The letter calls for capital resources to fund the Sustainability and Transformation Plan process. This claims to ‘ensure the long-term survival of the NHS, to address the crisis in social care provision and for the government to reconsider the NHS funding settlement so the service can meet spiralling demand.’
However critics say this is just a front for more cuts. The letter says: ‘Our fear … for the NHS over the spending review period, (is that) these short-term pressures will become overwhelming. Ahead of the autumn statement we wish to make two requests of the government. The first is that it seriously considers a means of increasing the capital funding available to the NHS. The second is that the government respond to the crisis in social care provision.’
The letter, also signed by Labour’s Ben Bradshaw and Emma Reynolds, Tory James Davies, and the SNP MP Philippa Whitford – who also sit on the committee – criticises health secretary Jeremy Hunt and prime minister Theresa May’s suggestion that the NHS has been given £10bn of extra investment.
It says the claim is ‘not only incorrect but risks giving a false impression that the NHS is awash with cash’ and puts at risk the achievement of the Five Year Forward View’s aims to make services sustainable – with money being diverted from areas like public health and social care to account for the figure.
It comes just a week after health secretary Hunt was called to speak to the committee’s inquiry into the sustainability of the NHS. He told them: ‘Whether you call it £4.5bn or £10bn, it doesn’t matter.
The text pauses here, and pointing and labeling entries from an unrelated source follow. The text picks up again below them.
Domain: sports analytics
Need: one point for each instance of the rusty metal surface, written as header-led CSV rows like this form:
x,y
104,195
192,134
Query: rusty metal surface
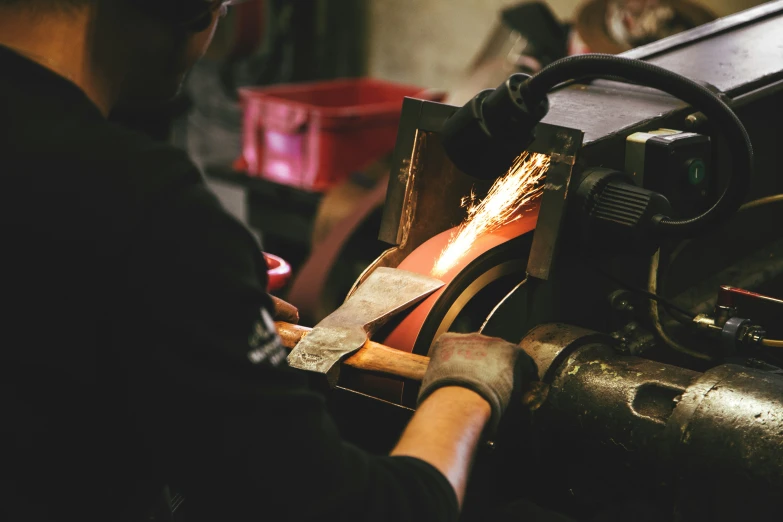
x,y
547,343
386,292
726,444
561,144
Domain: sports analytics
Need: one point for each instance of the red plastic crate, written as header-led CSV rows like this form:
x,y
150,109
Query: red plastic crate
x,y
313,135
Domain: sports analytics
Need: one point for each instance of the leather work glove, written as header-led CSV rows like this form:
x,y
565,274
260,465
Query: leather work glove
x,y
489,366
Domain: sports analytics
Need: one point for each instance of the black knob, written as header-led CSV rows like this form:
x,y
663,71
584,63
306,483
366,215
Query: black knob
x,y
615,214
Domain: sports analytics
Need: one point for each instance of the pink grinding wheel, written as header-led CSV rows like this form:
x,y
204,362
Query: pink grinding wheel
x,y
421,261
279,272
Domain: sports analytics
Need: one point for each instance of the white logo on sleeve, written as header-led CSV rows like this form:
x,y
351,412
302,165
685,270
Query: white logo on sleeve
x,y
265,345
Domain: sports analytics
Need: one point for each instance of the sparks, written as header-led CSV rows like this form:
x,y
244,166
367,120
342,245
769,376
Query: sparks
x,y
522,184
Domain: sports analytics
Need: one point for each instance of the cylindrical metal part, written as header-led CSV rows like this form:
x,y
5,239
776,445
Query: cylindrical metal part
x,y
714,440
625,400
726,442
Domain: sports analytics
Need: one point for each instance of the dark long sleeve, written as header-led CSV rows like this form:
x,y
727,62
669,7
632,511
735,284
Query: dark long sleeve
x,y
242,433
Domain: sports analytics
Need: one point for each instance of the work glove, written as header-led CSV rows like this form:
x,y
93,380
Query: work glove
x,y
489,366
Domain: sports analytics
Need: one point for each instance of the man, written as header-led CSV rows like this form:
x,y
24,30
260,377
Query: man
x,y
138,348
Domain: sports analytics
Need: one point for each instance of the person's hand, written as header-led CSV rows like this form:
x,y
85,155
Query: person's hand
x,y
285,311
489,366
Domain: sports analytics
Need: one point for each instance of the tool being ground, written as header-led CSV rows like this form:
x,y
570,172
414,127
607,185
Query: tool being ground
x,y
371,357
386,292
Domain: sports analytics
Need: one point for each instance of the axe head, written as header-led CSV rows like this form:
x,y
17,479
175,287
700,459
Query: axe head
x,y
383,294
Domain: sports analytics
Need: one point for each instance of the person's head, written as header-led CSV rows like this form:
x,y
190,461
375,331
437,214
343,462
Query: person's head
x,y
140,50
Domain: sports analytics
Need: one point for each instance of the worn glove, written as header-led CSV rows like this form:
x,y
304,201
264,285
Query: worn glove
x,y
489,366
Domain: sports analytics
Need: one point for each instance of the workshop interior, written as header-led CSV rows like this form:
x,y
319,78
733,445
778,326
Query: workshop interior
x,y
596,180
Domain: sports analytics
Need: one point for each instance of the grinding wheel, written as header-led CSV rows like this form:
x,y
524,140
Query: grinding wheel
x,y
494,265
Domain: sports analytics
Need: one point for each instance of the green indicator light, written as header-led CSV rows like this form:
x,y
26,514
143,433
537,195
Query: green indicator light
x,y
697,171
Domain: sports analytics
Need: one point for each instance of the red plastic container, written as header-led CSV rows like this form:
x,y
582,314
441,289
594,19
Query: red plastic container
x,y
313,135
279,272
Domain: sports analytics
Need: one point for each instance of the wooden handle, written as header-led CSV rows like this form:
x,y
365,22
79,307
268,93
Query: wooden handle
x,y
372,357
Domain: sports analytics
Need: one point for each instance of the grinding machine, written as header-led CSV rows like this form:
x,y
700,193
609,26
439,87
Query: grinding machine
x,y
638,280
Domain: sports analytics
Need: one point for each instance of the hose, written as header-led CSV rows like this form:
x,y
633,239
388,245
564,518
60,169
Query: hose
x,y
775,198
696,95
655,315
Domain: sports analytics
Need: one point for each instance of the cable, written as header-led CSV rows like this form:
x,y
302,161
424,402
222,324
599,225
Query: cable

It is what the NHS said they needed and it was extra money going to the NHS frontline.’
In response, Dr Wollaston made clear that she and her committee believed that continued use of the £10bn figure was misleading, while Bradshaw said the government’s investment had come at the expense of slashed public health and social care budgets.
BMA council chair Dr Mark Porter said the BMA has long been urging this government to be honest about NHS funding. He said: ‘Our calls are now being echoed by experts and interested parties from all sides of the political landscape. The prime minister and chancellor need to explain how exactly the NHS will keep up with rising demand without the necessary investment.
‘Theresa May talks about injecting £10bn into the NHS, yet in reality the increase in health spending is less than half of that. The NHS is already the most efficient healthcare system in the world. The notion that the funding crisis can be solved with further efficiency savings is a myth, and these are not savings, they are year-on-year cuts that have driven almost every acute trust in England into deficit, led to a crisis in general practice and a community and social care system on the brink of collapse.
‘The NHS needs urgent action to put it on sustainable financial footing. Failure to invest now will result in a disaster in the future, both financially and in terms of patient health and care.’